“It does seem lonesome, somehow. The fancy may go off in a day or two.”

“I don’t know, sir: it’s to be hoped it will. Master Johnny, as true as that we are sitting here, when I got out of Mr. Coney’s dog-cart and put my foot over the threshold to enter, a fit of trembling took me all over. There was no cause for it: I mean I was not thinking of anything to give it me. Not a minute before, I was laughing; for the man had been telling me a joking story of something that happened yesterday at his master’s. A strange fear seemed to come upon me all at once as I stepped over the threshold, and I began to shake from head to foot. Hill stared at me, and at last asked if it was the cold; I told him truly that I did not know what it was; except that it seemed like some unaccountable attack, for I was well wrapped up. He had some brandy in a bottle, and made me drink a drop. The fit went off; but I have had a queer lonesome feeling on me ever since, as if the house was not one to be alone in.”

“And you have been alone, I suppose?”

“Every bit of the time, save when Hill came in to his dinner. I don’t remember ever to have had such a feeling before in broad daylight. It’s just as if the house was haunted.”

Not believing in haunted houses, I laughed. Mrs. Hill got up to stir the fire. It blazed, and cast her shadow upon the opposite wall.

“When dusk came on, I could hardly bear it. But for your coming in, Master Johnny, I should have stood at the door in the cold, and watched for Hill: things don’t feel so lonely to one out of doors as in.”
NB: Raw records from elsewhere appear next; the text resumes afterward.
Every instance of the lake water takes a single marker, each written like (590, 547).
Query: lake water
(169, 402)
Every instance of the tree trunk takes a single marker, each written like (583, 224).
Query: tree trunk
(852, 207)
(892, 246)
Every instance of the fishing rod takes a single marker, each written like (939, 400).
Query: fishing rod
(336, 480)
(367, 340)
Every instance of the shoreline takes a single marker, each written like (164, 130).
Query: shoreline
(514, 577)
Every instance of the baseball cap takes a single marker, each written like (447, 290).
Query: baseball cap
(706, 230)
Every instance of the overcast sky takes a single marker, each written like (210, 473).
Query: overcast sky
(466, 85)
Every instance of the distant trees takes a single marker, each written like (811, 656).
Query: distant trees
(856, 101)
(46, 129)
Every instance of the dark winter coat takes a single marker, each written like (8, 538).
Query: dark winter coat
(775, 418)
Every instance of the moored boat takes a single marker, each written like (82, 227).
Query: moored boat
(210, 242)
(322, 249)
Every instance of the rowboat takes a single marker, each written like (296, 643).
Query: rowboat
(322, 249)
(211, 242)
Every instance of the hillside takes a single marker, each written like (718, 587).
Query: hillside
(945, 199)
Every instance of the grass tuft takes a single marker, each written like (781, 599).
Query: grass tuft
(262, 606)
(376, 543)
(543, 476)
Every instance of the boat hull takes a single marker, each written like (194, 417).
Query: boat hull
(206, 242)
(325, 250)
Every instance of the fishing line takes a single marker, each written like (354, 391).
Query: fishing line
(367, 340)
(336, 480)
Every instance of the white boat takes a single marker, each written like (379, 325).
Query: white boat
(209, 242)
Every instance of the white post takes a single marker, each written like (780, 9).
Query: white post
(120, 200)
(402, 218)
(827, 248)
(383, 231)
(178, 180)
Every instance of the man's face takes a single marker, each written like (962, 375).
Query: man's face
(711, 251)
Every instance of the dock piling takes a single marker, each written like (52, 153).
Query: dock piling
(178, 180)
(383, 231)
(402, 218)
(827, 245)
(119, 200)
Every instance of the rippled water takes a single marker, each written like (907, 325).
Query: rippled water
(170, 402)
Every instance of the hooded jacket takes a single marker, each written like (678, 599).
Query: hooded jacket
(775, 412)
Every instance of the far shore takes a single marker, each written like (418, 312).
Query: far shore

So it seemed that I was in for a stay—any way, till Hill arrived. After this, it would not have been very kind to leave her alone; she looked so weak and little.

“I’ve never liked the thought of moving here from the first,” she went on; “and then there came the accident to my foot. Some people think nothing at all of omens, Master Johnny, but I do think of them. They come oftener than is thought for too; only, so few take notice of them. I wish Davy was back! I can’t bear to be in this house alone.”

“David is at Worcester, I heard Hill say.”

“He went yesterday morning, sir. I expected a letter from him to-day; and it is very curious that none have come. Davy knew how anxious I was about mother; and he never fails to write when he’s away from me. Somehow, all things are going crooked and cross just now. I had a fright the night before last. Master Johnny, and I am hardly quit of it yet.”